19/03/09

Abertura da escola à comunidade - II



O meu post anterior, Abertura da escola à comunidade, gerou alguns comentários discordantes. Em primeiro lugar, será bom olhar para o estatuto disursivo do post. Ele é, claramente, um post crítico e caricatural. A caricatura é sempre hiperbólica, aumenta desconfortavelmente os traços daquilo que é caricaturado, mas tem a vantagem de dar a ver o que a visão normal não compreende. O efeito aumentativo, digamos assim, mostra o sentido das coisas.

Podemos afirmar que os acontecimentos passado na Escola Básica 2/3 de Silgueiros, Viseu, são o resultado directo das políticas do actual governo? Não, não podemos. Mas podemos dizer outra coisa. Podemos dizer que a forma como o actual governo tem incrementado a chamada abertura da escola à comunidade, na continuidade de anteriores governos, desprotege as instituições escolares perante estes acontecimentos. A escola é um território onde as famílias se movem, ou pretendem mover, como se estivessem em casa. Este mover-se como se estivesse em casa não é uma pura metáfora. Os valores provenientes das famílias, muitas vezes adversos ao ethos escolar, invadem e instalam-se na escola, devido ao papel atribuído pelo poder político (note-se bem) às famílias, dentro da escola. Quando se abre a escola à comunidade entram pessoas que pensam segundo o bem comum e o ethos escolar, mas também entram todos os outros com culturas adversas.

Este acontecimento, aliás como muitos outros, é um revelador do que significa abrir a escola à comunidade. Percebo que o problema não seja apenas português. Não o é. Mas isso não isenta de culpa aqueles que, em Portugal e nos países ocidentais, têm advogado semelhantes políticas. Essas pessoas têm nome, essas pessoas foram investidas nos mais altos cargos para tomar decisões. As decisões que tomaram foram erradas e, em vez de proteger a escola da sociedade, retiraram-lhe todas as defesas, deixando-as à mercê do arbítrio da comunidade.

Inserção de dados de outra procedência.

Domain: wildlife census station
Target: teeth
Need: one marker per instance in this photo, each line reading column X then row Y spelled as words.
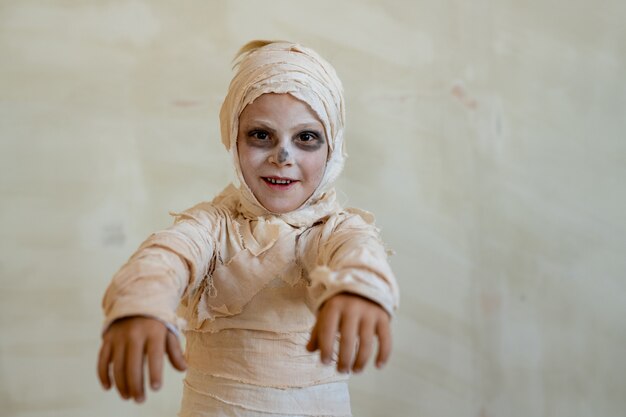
column 274, row 181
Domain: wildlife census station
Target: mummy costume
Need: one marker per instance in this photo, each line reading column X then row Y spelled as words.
column 245, row 284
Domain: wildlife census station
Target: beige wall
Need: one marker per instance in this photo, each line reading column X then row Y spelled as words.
column 488, row 138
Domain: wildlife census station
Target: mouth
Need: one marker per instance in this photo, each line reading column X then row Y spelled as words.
column 279, row 182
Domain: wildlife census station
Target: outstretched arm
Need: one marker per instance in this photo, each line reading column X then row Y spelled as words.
column 354, row 291
column 358, row 321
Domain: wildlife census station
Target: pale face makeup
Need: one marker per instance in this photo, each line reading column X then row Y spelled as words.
column 282, row 151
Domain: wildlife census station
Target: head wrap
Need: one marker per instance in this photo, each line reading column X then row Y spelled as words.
column 284, row 67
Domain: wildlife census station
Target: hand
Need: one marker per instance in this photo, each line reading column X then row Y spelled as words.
column 124, row 345
column 354, row 317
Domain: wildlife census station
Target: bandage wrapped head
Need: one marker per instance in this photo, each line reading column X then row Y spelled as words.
column 283, row 67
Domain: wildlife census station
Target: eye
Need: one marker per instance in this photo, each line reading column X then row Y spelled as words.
column 307, row 136
column 260, row 135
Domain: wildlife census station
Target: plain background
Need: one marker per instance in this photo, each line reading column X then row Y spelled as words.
column 486, row 136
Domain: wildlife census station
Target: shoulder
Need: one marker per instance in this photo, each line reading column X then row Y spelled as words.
column 350, row 217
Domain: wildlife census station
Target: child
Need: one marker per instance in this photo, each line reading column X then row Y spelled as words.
column 268, row 272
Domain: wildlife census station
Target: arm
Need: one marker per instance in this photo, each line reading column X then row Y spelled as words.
column 356, row 293
column 140, row 304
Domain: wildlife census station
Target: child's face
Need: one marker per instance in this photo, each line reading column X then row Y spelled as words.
column 282, row 151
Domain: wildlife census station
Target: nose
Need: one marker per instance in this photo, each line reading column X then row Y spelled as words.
column 281, row 157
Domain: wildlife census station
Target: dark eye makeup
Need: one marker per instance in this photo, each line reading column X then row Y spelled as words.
column 309, row 140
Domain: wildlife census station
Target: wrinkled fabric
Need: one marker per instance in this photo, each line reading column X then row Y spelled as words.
column 284, row 67
column 244, row 284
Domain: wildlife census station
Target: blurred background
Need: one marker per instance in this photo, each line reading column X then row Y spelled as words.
column 487, row 137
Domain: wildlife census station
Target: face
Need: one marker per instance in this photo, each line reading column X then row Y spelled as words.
column 282, row 151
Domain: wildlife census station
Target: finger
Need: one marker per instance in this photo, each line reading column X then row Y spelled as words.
column 134, row 369
column 312, row 345
column 327, row 329
column 104, row 358
column 366, row 340
column 155, row 352
column 175, row 353
column 384, row 342
column 349, row 328
column 119, row 375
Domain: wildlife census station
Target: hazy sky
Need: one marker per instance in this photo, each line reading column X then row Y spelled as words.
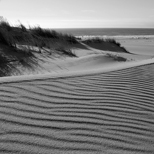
column 80, row 13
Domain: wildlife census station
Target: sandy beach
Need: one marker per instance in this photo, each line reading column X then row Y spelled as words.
column 90, row 104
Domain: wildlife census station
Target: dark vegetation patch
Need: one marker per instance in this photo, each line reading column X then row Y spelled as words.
column 105, row 44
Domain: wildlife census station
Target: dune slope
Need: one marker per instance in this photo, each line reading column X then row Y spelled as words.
column 111, row 113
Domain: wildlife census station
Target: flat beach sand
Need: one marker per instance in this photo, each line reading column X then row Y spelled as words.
column 93, row 106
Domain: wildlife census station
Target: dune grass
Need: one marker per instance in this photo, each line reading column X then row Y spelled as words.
column 34, row 36
column 105, row 44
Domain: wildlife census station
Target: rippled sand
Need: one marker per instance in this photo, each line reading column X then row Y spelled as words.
column 103, row 113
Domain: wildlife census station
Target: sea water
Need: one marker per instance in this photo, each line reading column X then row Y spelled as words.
column 108, row 32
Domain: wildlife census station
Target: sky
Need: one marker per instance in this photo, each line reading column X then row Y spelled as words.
column 80, row 13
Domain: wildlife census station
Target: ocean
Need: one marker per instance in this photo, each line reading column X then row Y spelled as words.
column 107, row 31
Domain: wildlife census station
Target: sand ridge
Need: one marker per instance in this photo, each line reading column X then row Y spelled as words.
column 97, row 113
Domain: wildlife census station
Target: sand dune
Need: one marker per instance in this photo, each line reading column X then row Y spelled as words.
column 101, row 113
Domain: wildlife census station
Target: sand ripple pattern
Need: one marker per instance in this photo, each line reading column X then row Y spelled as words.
column 110, row 113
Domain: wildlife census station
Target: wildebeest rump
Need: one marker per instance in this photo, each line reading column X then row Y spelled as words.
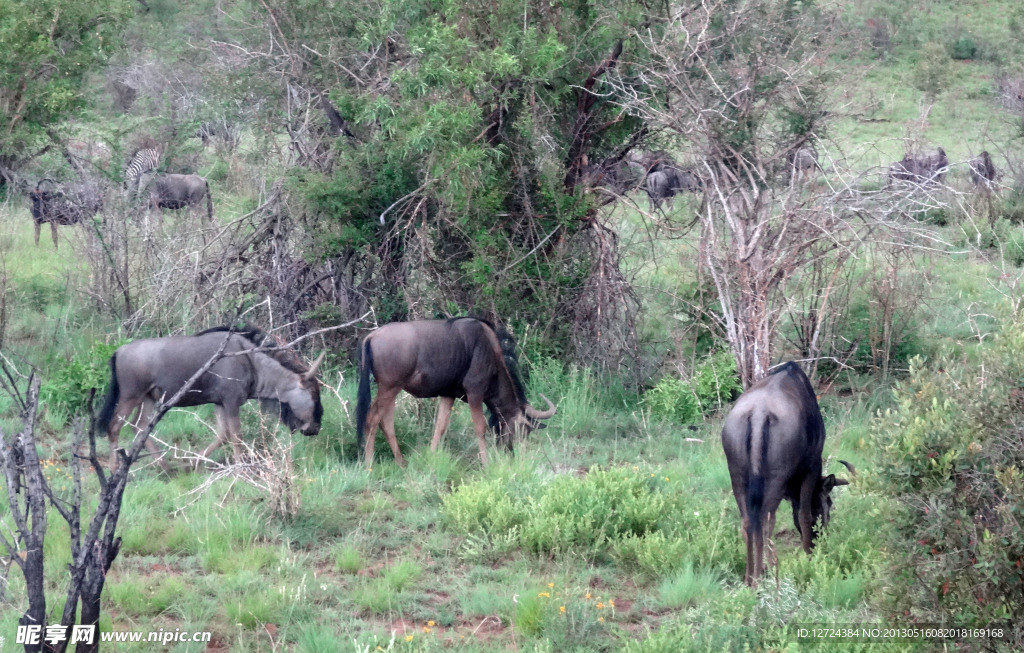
column 773, row 438
column 144, row 372
column 982, row 170
column 922, row 169
column 179, row 191
column 459, row 358
column 64, row 205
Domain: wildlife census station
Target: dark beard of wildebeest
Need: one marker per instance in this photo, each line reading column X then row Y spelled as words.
column 64, row 206
column 459, row 358
column 179, row 191
column 144, row 372
column 773, row 438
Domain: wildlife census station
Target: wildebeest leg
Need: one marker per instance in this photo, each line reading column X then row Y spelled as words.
column 387, row 424
column 479, row 425
column 233, row 423
column 739, row 491
column 140, row 423
column 383, row 398
column 440, row 424
column 804, row 515
column 121, row 414
column 218, row 411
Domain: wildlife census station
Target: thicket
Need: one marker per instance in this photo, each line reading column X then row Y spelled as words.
column 950, row 454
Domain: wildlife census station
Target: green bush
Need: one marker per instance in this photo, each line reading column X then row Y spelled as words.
column 713, row 384
column 69, row 382
column 964, row 48
column 1014, row 247
column 605, row 513
column 950, row 458
column 672, row 398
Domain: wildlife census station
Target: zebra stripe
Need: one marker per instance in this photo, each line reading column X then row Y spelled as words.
column 145, row 160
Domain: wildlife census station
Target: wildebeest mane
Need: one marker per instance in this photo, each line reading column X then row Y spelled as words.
column 508, row 350
column 287, row 358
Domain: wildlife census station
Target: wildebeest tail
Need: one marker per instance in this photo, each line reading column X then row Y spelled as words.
column 363, row 399
column 111, row 400
column 757, row 445
column 209, row 203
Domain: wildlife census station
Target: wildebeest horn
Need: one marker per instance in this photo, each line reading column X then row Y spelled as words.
column 312, row 368
column 541, row 415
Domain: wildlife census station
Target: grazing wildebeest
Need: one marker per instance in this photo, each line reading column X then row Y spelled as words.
column 665, row 182
column 773, row 438
column 64, row 205
column 982, row 170
column 802, row 162
column 144, row 372
column 179, row 191
column 459, row 358
column 922, row 169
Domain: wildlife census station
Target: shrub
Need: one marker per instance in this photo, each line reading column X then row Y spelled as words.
column 964, row 48
column 605, row 513
column 69, row 383
column 713, row 384
column 950, row 455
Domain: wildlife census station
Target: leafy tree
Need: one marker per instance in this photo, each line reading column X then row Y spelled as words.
column 47, row 49
column 441, row 149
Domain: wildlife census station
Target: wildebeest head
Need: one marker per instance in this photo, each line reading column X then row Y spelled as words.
column 299, row 406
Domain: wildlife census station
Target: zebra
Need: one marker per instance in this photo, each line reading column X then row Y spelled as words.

Essas pessoas que, no poder político fomentaram tais políticas, devem arcar com estes acontecimentos em cima dos seus ombros.

A escola não é um lugar como os outros, pois o que se pretende ali não é reduplicar a vida tal como ela acontece, mas preparar as novas gerações para integrar a comunidade, mas trazendo para essa comunidade o melhor, um conjunto de valores depurados pelo ambiente escolar, um conjunto de valores que, muitas vezes, devem contradizer as práticas e os preconceitos dessa comunidade. Um exemplo: na vida civil a honestidade é, hoje em dia, pouco apreciada. Na escola, deveria ser um valor indiscutível, um "dogma" do qual nenhum aluno pudesse duvidar, um preceito que deveria fazer tremer aquele aluno que pensasse fazer batota. Ora, se a escola se abre à comunidade, são os valores da comunidade que penetram na escola, pois a comunidade é muito mais forte do que a instituição escolar.

O meu post anterior nada tinha a ver com os professores e as sua reivindicações (muitos defendem, tragicamente, a retórica da abertura da escola). Tinha tudo a ver com os alunos, a sua defesa, a defesa das novas gerações. Como disse Hannah Arendt, é preciso proteger as novas gerações da sociedade e a sociedade das novas gerações. A abertura da escola à comunidade não faz uma coisa nem outra. É evidente, repito, que os acontecimento de Viseu não são associáveis directamente ao executivo. Mas este intensificou até ao paroxismo algo que já vinha do tempo do marcelismo, e que a democracia apenas incrementou, algo que destruiu aquela fronteira invisível que dizia a todos nós, etnias com culturas diferentes incluídas, que há uma diferença ontológica entre o espaço escolar e o espaço público onde decorre a vida civil. Essa fronteira invisível já era frágil, mas por acção do poder político, e não por qualquer movimento espontâneo da sociedade, essa fronteira já não existe. Por isso, aqueles que entraram dentro da escola de Silgueiros agiram com toda a naturalidade e espontaneidade, os portões da escola já não significam nada.